The ratio of transactions that satisfy condition X to the total number of transactions is defined as the support level (support(X)). As an example, if condition X={a,b}, and the total number of transactions is T1={a,b,c}, T2={a,d}, T3=[b,d,e}, T4={a,b,e}, T5={a,b,c}, T6={d,e}, then the total number of transactions is 6, and the number of transactions that satisfy the condition is 3. The total number of transactions is 6, and the number of transactions that satisfy the condition is 3, so support(X)=3/6=0.5.

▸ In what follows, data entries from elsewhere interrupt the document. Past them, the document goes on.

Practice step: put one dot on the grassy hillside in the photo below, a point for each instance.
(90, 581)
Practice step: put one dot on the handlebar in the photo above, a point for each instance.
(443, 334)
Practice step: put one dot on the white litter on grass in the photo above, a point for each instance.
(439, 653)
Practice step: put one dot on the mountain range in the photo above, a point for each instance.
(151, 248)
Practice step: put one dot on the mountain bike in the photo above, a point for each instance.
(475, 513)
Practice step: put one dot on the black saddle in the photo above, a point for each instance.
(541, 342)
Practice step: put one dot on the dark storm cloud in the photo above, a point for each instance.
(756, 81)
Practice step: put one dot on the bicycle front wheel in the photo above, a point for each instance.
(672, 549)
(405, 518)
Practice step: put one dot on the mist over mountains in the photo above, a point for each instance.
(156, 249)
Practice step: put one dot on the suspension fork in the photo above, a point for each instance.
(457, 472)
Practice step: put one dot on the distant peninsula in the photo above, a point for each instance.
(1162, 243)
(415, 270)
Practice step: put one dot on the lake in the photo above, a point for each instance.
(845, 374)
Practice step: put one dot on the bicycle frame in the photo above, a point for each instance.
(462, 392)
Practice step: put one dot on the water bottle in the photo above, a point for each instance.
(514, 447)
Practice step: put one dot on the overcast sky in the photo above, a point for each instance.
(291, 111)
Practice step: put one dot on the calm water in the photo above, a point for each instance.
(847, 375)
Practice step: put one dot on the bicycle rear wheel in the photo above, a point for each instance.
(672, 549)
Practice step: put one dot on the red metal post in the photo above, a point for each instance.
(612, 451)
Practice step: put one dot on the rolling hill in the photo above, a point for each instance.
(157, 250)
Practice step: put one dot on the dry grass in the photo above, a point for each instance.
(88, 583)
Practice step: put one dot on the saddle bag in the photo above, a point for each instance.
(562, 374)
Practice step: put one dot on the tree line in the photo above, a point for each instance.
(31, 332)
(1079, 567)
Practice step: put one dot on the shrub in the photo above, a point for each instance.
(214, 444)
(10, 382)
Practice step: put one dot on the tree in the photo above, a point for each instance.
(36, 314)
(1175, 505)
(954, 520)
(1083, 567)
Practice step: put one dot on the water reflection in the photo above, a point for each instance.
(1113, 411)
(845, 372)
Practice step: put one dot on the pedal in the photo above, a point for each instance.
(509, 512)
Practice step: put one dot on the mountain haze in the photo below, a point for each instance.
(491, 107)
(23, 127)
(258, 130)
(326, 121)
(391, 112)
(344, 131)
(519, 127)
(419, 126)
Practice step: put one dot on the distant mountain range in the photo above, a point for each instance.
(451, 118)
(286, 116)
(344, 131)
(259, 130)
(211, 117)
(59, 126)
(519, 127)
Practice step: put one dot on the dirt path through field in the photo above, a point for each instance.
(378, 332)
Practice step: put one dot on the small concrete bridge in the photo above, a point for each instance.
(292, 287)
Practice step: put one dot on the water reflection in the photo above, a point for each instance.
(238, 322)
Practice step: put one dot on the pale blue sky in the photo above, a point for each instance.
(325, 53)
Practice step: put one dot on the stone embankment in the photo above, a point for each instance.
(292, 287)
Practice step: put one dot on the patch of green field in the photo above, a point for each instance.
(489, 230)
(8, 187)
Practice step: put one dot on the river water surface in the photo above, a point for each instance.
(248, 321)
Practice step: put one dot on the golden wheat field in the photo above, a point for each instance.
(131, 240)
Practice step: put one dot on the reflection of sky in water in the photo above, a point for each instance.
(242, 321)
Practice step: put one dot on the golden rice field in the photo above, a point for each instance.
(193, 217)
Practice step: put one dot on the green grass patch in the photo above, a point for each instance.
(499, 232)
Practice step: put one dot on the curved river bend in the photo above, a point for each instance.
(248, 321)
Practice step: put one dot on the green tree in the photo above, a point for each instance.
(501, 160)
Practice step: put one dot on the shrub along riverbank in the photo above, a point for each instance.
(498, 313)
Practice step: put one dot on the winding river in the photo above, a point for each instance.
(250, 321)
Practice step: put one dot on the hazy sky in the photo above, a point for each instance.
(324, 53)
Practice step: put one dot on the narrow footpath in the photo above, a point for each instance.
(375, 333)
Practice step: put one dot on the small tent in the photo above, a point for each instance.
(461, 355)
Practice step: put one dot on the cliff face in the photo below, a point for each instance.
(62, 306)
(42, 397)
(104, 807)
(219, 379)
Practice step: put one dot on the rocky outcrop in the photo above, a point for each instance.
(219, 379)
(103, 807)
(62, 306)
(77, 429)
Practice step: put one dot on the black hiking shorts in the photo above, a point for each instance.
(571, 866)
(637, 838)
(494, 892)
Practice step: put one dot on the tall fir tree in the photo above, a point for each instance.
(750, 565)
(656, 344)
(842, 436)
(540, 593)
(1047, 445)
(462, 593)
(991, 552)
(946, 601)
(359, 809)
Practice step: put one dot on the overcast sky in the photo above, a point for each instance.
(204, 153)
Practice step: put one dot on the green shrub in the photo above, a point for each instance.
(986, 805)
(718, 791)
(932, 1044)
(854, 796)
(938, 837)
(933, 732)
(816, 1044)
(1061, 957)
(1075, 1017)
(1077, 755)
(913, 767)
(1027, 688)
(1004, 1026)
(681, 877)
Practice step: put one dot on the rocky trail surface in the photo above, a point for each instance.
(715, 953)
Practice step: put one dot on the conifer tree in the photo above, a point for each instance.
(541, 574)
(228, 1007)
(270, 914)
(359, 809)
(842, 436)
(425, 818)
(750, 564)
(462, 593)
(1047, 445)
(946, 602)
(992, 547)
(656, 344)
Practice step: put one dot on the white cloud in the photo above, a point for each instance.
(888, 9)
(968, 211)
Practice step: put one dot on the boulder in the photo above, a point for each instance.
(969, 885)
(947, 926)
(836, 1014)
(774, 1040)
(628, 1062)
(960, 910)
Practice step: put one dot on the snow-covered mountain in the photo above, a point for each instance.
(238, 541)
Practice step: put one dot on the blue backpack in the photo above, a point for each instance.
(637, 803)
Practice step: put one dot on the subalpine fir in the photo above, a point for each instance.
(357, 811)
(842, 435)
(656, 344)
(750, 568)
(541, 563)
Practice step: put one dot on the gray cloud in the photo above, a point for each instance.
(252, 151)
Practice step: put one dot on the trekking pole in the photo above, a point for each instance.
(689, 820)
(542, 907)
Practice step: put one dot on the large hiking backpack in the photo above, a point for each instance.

Next, confidence(X,Y) is the ratio of the number of transactions that satisfy both conditions X and Y to the number of transactions that satisfy condition X. This is expressed as support(X) = support(X∪Y)/support(X). This is expressed as confidence(X,Y)=support(X∪Y)/support(X), using support(X) from earlier.

Here, the Apriori algorithm uses these to extract all correlation rules X ⇒ Y that satisfy the following conditions from all transaction data when the minimum support minsup and the minimum confidence minconf are given as input parameters. (Condition: support(X∪Y)≥minsup, confidence(X,Y)≥minconf)

If we do everything greedily in implementing this algorithm, it will be computationally very expensive and inefficient. For this reason, the apriori algorithm uses the features of support and confidence to search efficiently (the search is divided into two stages: the search for frequent items and the search for correlation rules).

Furthermore, several algorithms have been proposed to improve the Apriori algorithm, including GPS (Generalized Sequential Patterns), SPADE, FreeSpan, PrefixSpan, MAPress, Seq2Pat, SPIRIT, and CloSpan. The following algorithms have been proposed.

Tools that can use this algorithm include “SPMF“, a module of Java, “arules“, a library using R, “apriori“, a module of Clojure, and “Efficient-Apriori“, a module of python.

I will describe how to use spmf from among these.

1. First, make sure that you have Java 1.8 or higher as the operating environment.
2. Next, download the executable files spmf.jar and test_files.zip from the download site.
3. Double-click the downloaded spmf.jar. (For mac) For wondows, right-click on spmf.jar and select “open with…” and “Java Platform”. and “Java Platform”. to run it.

When spmf starts up, the screen will look like the following.

spmf画面

Here is an example with PrefixSpan.

1. From the “Choose an algorithm” box, select “PrefixSpan”.
2. Select a test file in the “Choose input file” box. Select “contextPrefixSpan.txt” from the downloaded and unzipped test_fiile.zip. (If you are using Java 11 on a mac, you may not be able to access the file properly. In that case, store the test_file in the top-level user folder.)
3. Specify the output file in “Choose output file” (create an empty result.txt file in advance).
4. Set the parameters in “Choose minsup (%)”.
5. Press “Run algorithm” to run the program.

spmf動作

The result will be output to the result.txt file that you just created.

1 -1 #SUP: 4
1 2 -1 #SUP: 2
1 2 -1 3 -1 #SUP: 2
1 2 -1 4 -1 #SUP: 2
1 2 -1 4 -1 3 -1 #SUP: 2
1 2 -1 6 -1 #SUP: 2
1 -1 1 -1 #SUP: 2
1 -1 2 -1 #SUP: 4
1 -1 2 3 -1 #SUP: 2
1 -1 2 3 -1 1 -1 #SUP: 2
1 -1 2 -1 1 -1 #SUP: 2
1 -1 2 -1 3 -1 #SUP: 2
.......

The algorithm itself is very simple and does not take much time to calculate. The key to using it is in the normalization of the data.